Kenny had refused to take part in televised debates on the controversial issue. Instead, he was invited, as an RTE broadcasting duty under electoral regulations to give major parties equal time, to make the address after Gerry Adams’s speech at the Sinn Féin Ard Fheis(annual convention) was aired the previous evening.
Adams and Sinn Fein want a no vote. He said Irish voters burdened by economic hardship should not be scared into backing the treaty.
Independent Dublin South TD (member of Parliament) Shane Ross, an ardent opponent of almost all Sinn Fein policies, ended weeks of silence by agreeing with them this time and urging a no vote.

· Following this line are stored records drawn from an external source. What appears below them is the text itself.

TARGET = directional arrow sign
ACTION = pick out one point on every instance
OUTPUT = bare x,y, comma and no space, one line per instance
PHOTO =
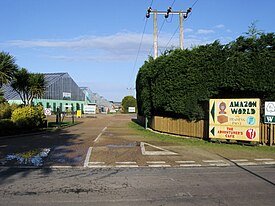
269,119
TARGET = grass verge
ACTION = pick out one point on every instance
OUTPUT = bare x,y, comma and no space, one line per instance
184,141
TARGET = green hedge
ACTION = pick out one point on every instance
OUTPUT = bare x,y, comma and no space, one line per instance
180,82
28,117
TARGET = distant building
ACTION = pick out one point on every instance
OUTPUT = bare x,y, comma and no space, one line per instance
103,104
61,92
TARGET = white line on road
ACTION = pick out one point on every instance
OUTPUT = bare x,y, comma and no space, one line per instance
246,163
240,160
86,162
190,165
96,163
100,134
127,166
264,159
126,163
220,165
185,162
269,163
159,165
212,161
98,137
156,162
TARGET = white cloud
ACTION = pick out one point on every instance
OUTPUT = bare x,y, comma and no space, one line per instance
219,26
188,30
205,31
122,46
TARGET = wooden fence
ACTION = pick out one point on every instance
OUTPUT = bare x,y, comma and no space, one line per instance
199,129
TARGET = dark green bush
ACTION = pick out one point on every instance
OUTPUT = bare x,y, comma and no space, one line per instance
28,117
180,82
7,127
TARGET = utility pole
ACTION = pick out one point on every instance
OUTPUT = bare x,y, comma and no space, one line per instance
182,15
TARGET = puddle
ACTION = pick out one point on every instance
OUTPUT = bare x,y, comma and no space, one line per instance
33,158
133,144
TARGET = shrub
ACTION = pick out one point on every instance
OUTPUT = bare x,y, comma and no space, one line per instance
28,117
7,127
5,111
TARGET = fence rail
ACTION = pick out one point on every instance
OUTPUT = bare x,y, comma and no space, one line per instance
199,129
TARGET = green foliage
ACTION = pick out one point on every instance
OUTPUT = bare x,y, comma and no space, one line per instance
7,68
28,117
7,127
28,85
128,101
180,82
6,110
2,99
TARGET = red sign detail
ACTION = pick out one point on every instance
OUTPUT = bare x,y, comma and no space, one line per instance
250,133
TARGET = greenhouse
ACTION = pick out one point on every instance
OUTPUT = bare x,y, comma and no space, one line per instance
61,92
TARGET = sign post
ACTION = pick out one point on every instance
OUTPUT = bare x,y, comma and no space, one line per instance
269,118
235,119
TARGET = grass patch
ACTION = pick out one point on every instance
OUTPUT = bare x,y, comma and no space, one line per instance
182,141
61,124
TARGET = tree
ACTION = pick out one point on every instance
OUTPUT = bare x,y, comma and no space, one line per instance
128,101
181,82
7,68
2,99
28,85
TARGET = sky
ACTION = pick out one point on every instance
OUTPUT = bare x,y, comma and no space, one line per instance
102,44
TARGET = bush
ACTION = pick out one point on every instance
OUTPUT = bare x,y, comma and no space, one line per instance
7,127
28,117
5,111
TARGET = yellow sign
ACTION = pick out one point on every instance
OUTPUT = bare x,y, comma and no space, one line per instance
236,119
78,113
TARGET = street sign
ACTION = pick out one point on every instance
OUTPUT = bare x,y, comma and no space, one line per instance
47,111
236,119
269,117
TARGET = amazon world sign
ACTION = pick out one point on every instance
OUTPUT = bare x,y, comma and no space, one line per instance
235,119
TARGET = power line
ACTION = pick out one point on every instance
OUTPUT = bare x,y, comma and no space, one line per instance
139,47
178,26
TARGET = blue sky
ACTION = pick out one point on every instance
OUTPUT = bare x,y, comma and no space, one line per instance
97,42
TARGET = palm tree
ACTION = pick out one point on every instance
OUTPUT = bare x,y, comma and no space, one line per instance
28,85
7,68
37,86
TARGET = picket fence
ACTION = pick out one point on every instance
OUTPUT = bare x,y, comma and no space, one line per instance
199,129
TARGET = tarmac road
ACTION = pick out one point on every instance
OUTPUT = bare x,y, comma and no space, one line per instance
139,186
107,141
110,164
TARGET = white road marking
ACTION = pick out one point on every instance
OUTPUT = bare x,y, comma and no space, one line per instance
86,162
240,160
185,162
220,165
156,153
156,162
246,163
190,165
98,137
264,159
61,167
159,165
97,166
269,163
96,163
212,161
100,134
127,166
126,163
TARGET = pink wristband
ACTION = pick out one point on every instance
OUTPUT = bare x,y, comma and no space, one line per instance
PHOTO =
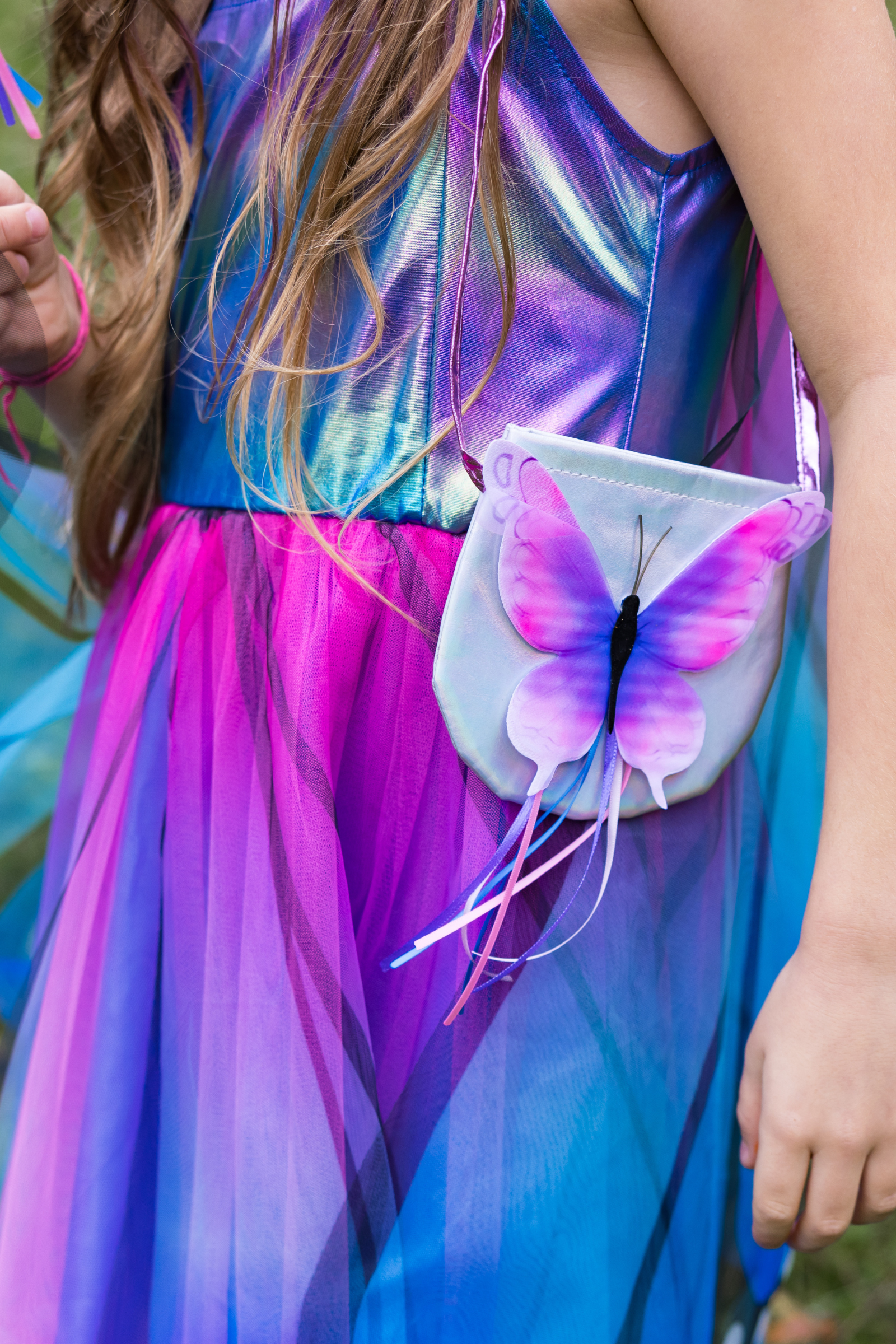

Ross, a powerful influence in the financial world, used his Sunday Independent column to claim that he was “passionately pro-European” but he could not vote yes because “we are being compelled to vote in a twilight zone.”
When voting opened on the islands on Monday Hugh O’Donnell may have been the only presiding electoral officer who had music played to him.
A saxophone was played by Barry Edgar Pilcher, the only person to cast a vote on Inishfree Island, four kilometers out of Burtonport in Co. Donegal.
Six people have a vote on Inishfree but they now live on the mainland and didn’t go to the polls.
The polling booth is always set up in the ramshackle cottage home of Edgar, 69, who is the lone resident on the island for most of the past 20 years.
Edgar, who originally moved from south London in 1993 “to get away from the rat race,” writes poetry and plays music and maintains Internet contact with other musicians in Europe.
Edgar has a wife, who is a retired nurse, and a daughter, who is a nurse, in Britain and he speaks to them by Skype and they get together about once a year.
A ferry visits the island once a week to take Edgar to the mainland where he collects his welfare and stocks up for the week ahead.